The multiweight feature will produce two new files (one for Cutflows and the other for Histograms). The output location will be in their respective SAF output directory. The cutflow file will be named "cutflows.db" and the histogram file will be named "histo.db". These are SQLite3 files and can be transferred, stored, compressed and accessed independently of MADAnalysis 5. Users who are familiar with the basics of SQL queries can access the files through the terminal by the command: sqlite3 "file name"

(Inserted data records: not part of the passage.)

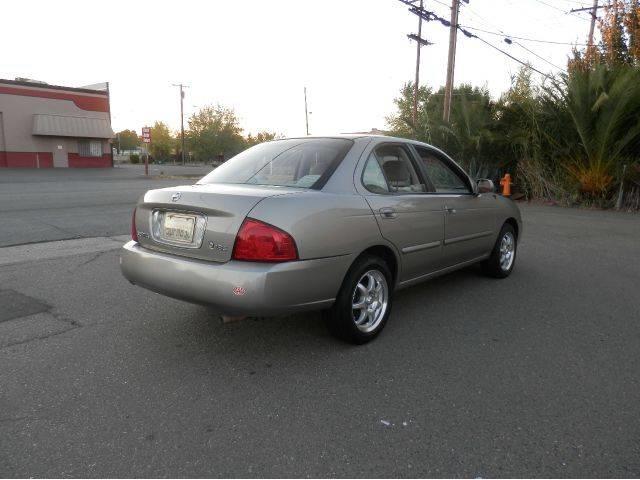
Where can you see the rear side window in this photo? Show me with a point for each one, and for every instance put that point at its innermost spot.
(442, 176)
(393, 164)
(372, 176)
(302, 163)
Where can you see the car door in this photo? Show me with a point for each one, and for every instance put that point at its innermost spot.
(470, 219)
(407, 215)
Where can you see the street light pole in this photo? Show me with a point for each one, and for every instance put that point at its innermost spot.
(594, 13)
(451, 64)
(415, 85)
(182, 87)
(306, 111)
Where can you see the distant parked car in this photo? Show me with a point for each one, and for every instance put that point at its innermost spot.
(329, 223)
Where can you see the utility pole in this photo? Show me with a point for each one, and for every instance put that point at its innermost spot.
(451, 63)
(594, 11)
(306, 112)
(182, 87)
(415, 85)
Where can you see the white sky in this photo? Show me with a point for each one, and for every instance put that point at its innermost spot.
(257, 55)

Cutflow database schema and basic queries

The Cutflow database has 3 tables

Cutflow
Weights
WeightDefinition

The Cutflow table contains a list of region name and cut name instances in the analysis. The Weights table contain all weight information, each weight row is uniquely identified by region name, cut name and weight id. The WeightDefinition table contains the name or description of the weights which are identified by their numerical ID. Some basic queries are shown below.

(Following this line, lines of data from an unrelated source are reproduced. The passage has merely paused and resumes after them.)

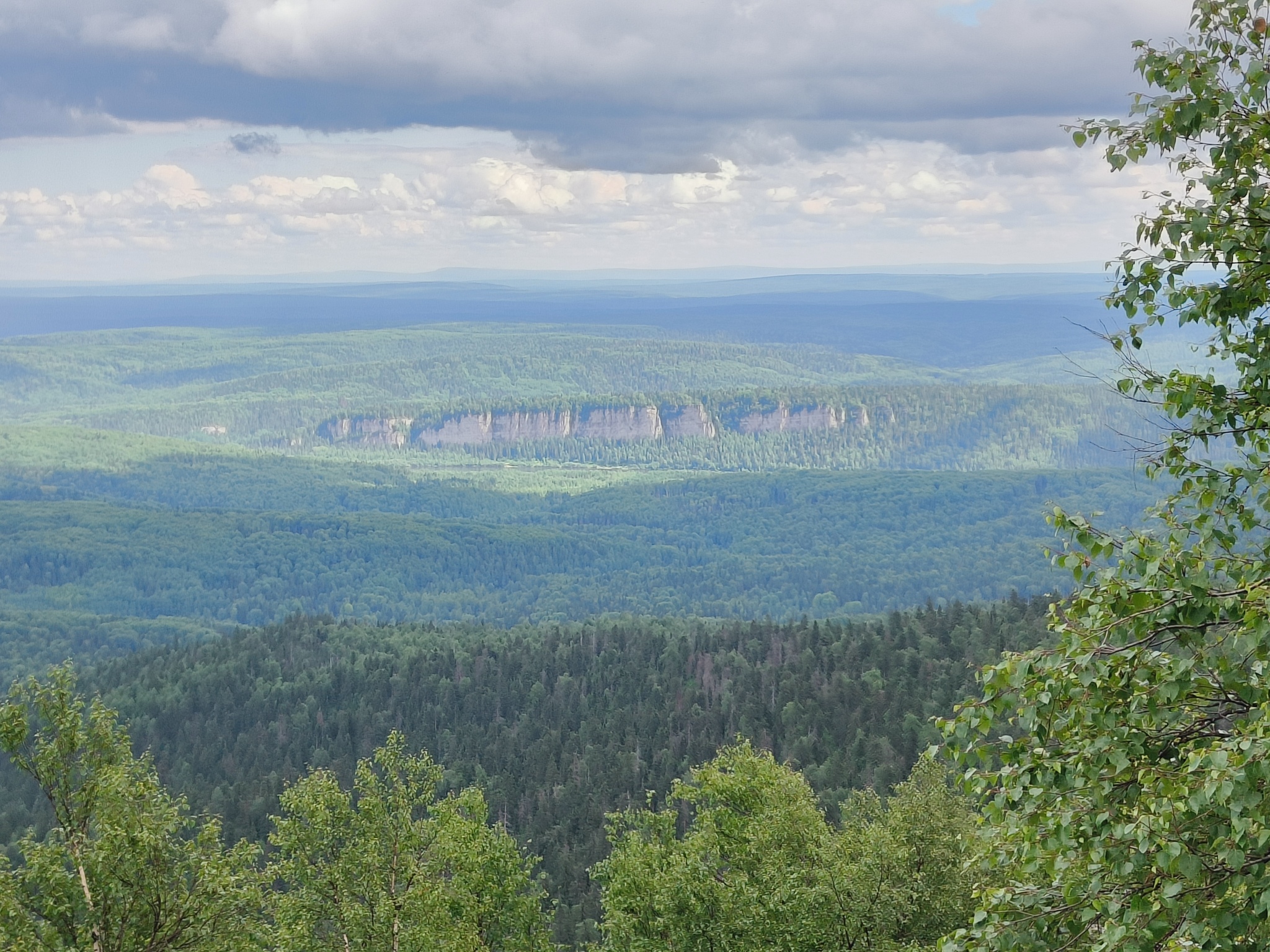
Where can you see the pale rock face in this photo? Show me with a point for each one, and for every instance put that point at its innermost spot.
(621, 423)
(370, 432)
(539, 425)
(810, 418)
(690, 421)
(460, 431)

select * from Cutflow; // lists all region and their associated cuts in this analysis
select * from Weights; // lists all Cutflow data (# of positive/negative entries, positive sum, negative sum, positive squared sum, negative squared sum)
select * from Weights where id = 1; //same as above but only give the entry where weight id = 1, this is the same data as the SAF file for the non multiweight implementation
select * from WeightDefinition; // lists the weight definition for each weight

// note that you can select the columns individually instead of all of them by replace "*" with "column_name_1,.....,column_name_n" the where clause allows you to filter the rows based on a value for a column, in the above case weight id = 1

Histogram database schema

The Histogram database has 3 tables

HistoDescription
Statistics
Data

The HistoDescription table lists the name of the histograms associated with the analysis and their restrictive attributes(number of bins, minimum value, maximum value, associated regions). The Statistics table lists the statistical data associated with each Histogram/weight pair. The Data table contains the positive and negative values of each histogram bin. Examples of basic queries are shown below.

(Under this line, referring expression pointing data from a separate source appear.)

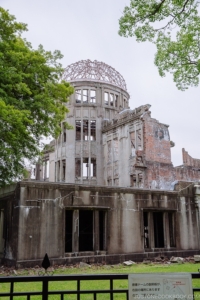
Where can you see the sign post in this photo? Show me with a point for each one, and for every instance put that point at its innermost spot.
(166, 286)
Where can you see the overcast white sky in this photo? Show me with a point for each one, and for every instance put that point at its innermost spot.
(88, 29)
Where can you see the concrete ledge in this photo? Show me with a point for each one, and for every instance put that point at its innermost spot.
(103, 259)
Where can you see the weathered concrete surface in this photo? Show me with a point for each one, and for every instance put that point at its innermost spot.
(36, 221)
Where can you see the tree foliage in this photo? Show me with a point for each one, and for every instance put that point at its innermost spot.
(32, 97)
(174, 26)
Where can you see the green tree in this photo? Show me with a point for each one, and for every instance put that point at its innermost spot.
(32, 97)
(174, 27)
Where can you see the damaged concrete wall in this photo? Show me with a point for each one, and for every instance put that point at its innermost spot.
(143, 150)
(77, 156)
(41, 226)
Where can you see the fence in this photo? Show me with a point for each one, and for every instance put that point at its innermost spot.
(79, 279)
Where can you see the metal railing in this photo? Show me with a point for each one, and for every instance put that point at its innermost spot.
(79, 279)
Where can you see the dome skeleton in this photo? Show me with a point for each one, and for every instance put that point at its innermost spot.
(94, 71)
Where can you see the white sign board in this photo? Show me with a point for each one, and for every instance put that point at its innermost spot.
(173, 286)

select * from HistoDescription; // list all the histograms associated with the analysis and their general description
select * from Statistics where id = 1; // list all Histogram stats for weight id 1
select * from Data where id = 1; // List all bins including underflow/overflow for weight id 1

When SQLite3 is unavailable

Without SQLite3, the program will not be able to output the multidimensional data and thus, will continue to output in existing SAF format. A feature will be added to merge weight information based on the weight description. Plots will also be generated automatically during normal mode based on the merged weight information.

Continued work

The next milestone for this project is to enable multi-threading and optimize the program for performance. Profiling will be used to identify the most compute critical sections of the program that may benefit from optimizations. As mentioned in the Mid-term blog, SIMD multi-threading will be used to parallelize the program, the current plan is to duplicate the Cutflow and Histogramming datastructures for N cores, then synchronize and collect the N “shards” of data with one core. I believe this to be the most performant way of parallelization since the datastructures themselves are not very memory hungry, duplicating them N times will not exponentially increase memory usage.

Additional milestone after multi-threading is complete will likely be working on a CI pipeline so that logic and numerical validation can be completed automatically with each update, this will save significant time that developers would need to spend on validation after each update.